この種の低予算ジャンル映画はセントラルアイディアが全て。観客の想像を上手く外して成功している。
若者たちは簡単なヤマだと踏んである家へ泥棒に入るがそうはいかなかった。理由は住人の盲目の老人がとんでもない人物だったから。
この老人の怪物的キャラクターが凄まじい。若者たちが老人から逃れるためには物音ひとつ立てず気配を消さなければならない。スクリーミングなきスクリーミング映画。タイトル通り息をするな!
トランプ政権誕生で話題のラストベルト、デトロイトの荒廃した住宅地という舞台設定が効いている。イーストウッドの「グラントリノ」の舞台でもあったが、こちらの街はまるで核戦争後の街の如く。寒気がするほど。ここには若者たちと老人と悪魔のようなあの犬しかいない。老人はイラク戦争で負傷した退役軍人であり、この街に孤独に住んでいる。怪物を産む設定としてリアリティがあるので恐怖が増幅する。

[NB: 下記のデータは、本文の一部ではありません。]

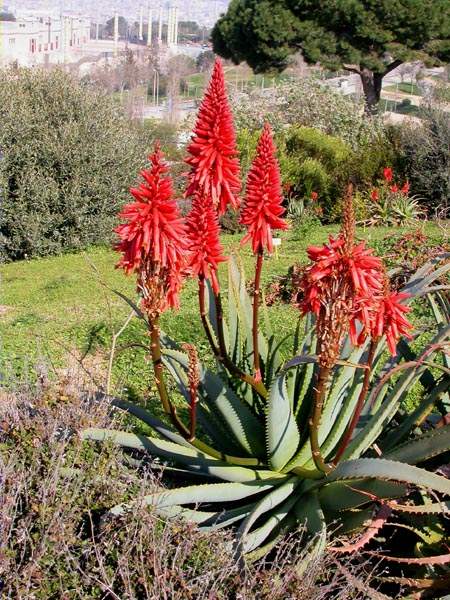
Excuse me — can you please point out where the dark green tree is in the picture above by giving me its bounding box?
[212,0,450,112]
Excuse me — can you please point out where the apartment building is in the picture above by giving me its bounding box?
[0,15,91,67]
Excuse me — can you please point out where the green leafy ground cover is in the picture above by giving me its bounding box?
[0,223,439,395]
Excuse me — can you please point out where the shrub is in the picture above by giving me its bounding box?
[0,69,150,260]
[232,78,384,149]
[366,167,424,226]
[395,106,450,215]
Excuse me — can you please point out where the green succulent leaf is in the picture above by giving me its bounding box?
[163,350,264,457]
[110,480,284,515]
[266,373,300,471]
[319,479,407,511]
[386,425,450,465]
[328,458,450,495]
[81,429,280,482]
[237,477,301,554]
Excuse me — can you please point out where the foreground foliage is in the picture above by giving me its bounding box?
[0,386,382,600]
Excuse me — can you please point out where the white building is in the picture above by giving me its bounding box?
[0,16,91,67]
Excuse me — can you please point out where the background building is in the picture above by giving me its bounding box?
[0,15,91,66]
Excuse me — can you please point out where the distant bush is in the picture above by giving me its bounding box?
[277,126,391,221]
[396,106,450,216]
[232,78,384,149]
[0,69,151,260]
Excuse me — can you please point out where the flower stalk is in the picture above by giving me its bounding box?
[252,249,263,382]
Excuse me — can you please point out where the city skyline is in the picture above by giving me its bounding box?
[0,0,229,26]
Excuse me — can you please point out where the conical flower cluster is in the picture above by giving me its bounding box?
[240,124,288,254]
[186,59,241,214]
[115,145,186,316]
[301,189,412,358]
[187,193,227,294]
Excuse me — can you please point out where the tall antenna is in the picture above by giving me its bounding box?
[139,4,144,41]
[147,5,153,46]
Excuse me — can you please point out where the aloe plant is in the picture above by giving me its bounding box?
[82,250,450,558]
[82,63,450,580]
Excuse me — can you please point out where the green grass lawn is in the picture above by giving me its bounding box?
[380,97,420,116]
[0,223,437,393]
[383,82,423,96]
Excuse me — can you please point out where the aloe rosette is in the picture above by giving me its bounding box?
[83,251,450,558]
[82,59,450,576]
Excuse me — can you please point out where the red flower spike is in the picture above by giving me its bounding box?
[383,167,394,183]
[115,145,186,315]
[186,59,241,214]
[300,234,383,366]
[240,124,288,254]
[187,193,227,294]
[372,291,412,356]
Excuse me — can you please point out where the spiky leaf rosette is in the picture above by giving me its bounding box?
[186,59,241,214]
[187,193,227,294]
[240,124,288,254]
[115,144,187,316]
[301,239,383,366]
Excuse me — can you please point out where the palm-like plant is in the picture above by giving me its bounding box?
[82,62,450,580]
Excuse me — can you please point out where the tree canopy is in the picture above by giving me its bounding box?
[212,0,450,110]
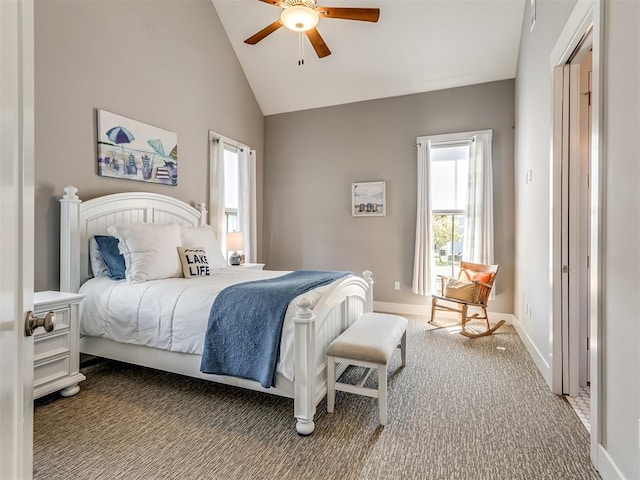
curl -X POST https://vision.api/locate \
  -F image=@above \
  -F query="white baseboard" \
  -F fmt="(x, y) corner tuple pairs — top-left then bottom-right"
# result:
(596, 445), (625, 480)
(373, 300), (514, 324)
(513, 316), (551, 387)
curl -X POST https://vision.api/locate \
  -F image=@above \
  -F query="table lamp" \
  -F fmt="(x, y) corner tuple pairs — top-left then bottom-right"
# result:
(227, 232), (244, 265)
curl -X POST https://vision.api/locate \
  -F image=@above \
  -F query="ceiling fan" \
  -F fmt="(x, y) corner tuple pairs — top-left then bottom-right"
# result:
(244, 0), (380, 63)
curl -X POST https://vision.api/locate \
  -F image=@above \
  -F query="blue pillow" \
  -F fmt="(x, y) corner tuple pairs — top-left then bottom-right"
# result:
(94, 235), (127, 280)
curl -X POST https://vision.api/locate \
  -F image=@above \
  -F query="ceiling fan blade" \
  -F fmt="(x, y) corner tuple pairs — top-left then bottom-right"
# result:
(260, 0), (283, 8)
(316, 7), (380, 22)
(244, 20), (282, 45)
(307, 28), (331, 58)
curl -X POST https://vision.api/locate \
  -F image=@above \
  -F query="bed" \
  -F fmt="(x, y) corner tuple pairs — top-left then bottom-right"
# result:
(60, 186), (373, 435)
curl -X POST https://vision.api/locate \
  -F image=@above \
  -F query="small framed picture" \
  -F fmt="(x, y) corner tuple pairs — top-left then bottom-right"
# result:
(351, 181), (387, 217)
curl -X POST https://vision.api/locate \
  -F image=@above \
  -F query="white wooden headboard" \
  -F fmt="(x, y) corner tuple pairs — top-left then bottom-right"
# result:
(60, 187), (207, 293)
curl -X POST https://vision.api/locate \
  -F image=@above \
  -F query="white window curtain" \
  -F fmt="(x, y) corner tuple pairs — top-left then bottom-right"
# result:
(209, 133), (227, 249)
(411, 139), (435, 296)
(462, 131), (493, 264)
(238, 149), (258, 262)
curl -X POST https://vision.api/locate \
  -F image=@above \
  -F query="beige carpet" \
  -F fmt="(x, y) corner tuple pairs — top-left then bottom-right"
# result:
(34, 316), (599, 480)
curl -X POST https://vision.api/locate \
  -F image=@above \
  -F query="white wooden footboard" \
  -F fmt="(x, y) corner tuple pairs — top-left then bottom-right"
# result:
(294, 271), (373, 435)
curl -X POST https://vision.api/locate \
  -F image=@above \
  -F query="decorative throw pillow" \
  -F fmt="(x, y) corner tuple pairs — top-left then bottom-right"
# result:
(93, 235), (126, 280)
(180, 225), (229, 270)
(107, 223), (182, 283)
(442, 278), (478, 303)
(460, 268), (495, 283)
(178, 247), (211, 278)
(89, 237), (109, 278)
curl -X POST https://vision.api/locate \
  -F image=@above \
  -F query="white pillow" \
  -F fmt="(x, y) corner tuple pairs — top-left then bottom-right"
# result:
(89, 237), (109, 278)
(107, 223), (182, 283)
(180, 225), (229, 269)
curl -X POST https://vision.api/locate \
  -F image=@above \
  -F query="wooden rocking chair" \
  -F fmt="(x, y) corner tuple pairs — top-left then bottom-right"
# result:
(429, 262), (504, 338)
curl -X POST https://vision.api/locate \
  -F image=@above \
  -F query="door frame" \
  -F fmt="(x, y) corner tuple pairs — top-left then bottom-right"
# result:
(549, 0), (606, 468)
(0, 0), (35, 479)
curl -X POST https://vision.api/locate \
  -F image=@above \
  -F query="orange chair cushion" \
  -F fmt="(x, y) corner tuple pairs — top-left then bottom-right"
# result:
(442, 278), (478, 303)
(460, 268), (495, 284)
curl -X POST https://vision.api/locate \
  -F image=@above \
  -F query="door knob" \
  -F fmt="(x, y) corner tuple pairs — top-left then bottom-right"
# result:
(24, 311), (56, 337)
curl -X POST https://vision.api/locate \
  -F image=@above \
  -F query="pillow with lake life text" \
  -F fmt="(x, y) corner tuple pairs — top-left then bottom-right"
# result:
(178, 247), (211, 278)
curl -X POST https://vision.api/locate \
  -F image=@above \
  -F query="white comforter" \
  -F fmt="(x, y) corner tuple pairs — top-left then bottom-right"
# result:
(80, 267), (330, 380)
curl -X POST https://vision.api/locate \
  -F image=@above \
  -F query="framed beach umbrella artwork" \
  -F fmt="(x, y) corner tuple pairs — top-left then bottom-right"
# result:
(97, 110), (178, 185)
(351, 180), (387, 217)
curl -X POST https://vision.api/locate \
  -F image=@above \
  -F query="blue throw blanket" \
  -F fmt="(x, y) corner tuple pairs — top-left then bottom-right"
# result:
(200, 270), (351, 388)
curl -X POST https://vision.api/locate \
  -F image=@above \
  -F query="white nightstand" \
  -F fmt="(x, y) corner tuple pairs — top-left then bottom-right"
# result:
(33, 291), (85, 398)
(238, 263), (264, 270)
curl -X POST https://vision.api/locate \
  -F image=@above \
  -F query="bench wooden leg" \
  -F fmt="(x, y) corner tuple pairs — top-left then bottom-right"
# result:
(378, 364), (387, 425)
(327, 356), (336, 413)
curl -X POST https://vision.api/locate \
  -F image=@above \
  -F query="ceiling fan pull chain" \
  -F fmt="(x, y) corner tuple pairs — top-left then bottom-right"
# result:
(298, 32), (304, 67)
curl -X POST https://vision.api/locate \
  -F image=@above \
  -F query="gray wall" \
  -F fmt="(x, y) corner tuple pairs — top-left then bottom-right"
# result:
(514, 0), (576, 376)
(601, 0), (640, 479)
(515, 0), (640, 479)
(264, 80), (514, 313)
(35, 0), (264, 290)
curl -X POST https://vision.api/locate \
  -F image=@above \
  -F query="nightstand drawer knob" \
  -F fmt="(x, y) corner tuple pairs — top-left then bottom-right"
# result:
(24, 312), (56, 337)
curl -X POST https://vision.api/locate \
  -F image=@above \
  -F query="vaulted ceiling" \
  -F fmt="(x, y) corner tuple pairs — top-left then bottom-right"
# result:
(212, 0), (525, 115)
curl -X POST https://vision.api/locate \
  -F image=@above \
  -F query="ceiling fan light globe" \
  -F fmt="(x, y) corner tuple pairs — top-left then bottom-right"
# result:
(280, 5), (318, 32)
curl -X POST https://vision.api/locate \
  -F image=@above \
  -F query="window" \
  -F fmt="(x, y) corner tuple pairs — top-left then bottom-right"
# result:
(224, 146), (240, 232)
(430, 142), (469, 287)
(209, 131), (257, 262)
(411, 130), (493, 295)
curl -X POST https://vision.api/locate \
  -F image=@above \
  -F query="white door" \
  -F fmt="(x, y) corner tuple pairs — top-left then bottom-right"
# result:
(0, 0), (34, 479)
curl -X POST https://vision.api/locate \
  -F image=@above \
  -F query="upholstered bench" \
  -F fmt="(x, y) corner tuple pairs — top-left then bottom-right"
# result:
(327, 312), (407, 425)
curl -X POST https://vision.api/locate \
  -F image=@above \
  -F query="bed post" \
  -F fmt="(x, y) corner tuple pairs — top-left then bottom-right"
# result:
(60, 186), (82, 293)
(293, 298), (316, 436)
(196, 203), (208, 226)
(362, 270), (374, 312)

若者たちは金を盗んでまでこの街から逃れようとしている。老人から逃れることと街から逃れることが同義となる二重構造。怪物的な老人は荒廃したデトロイトの街の象徴なのかも知れない。
アメリカの現状から産まれた映画であることは間違いない。
老人が退役軍人だという設定のわりには銃の扱いの描写がおかしかったりアラはあるが90分弱を一気に見せる。
必ず劇場で観てください。こういう映画は劇場の暗がりの中、スクリーンで観ないと怖さが半減します。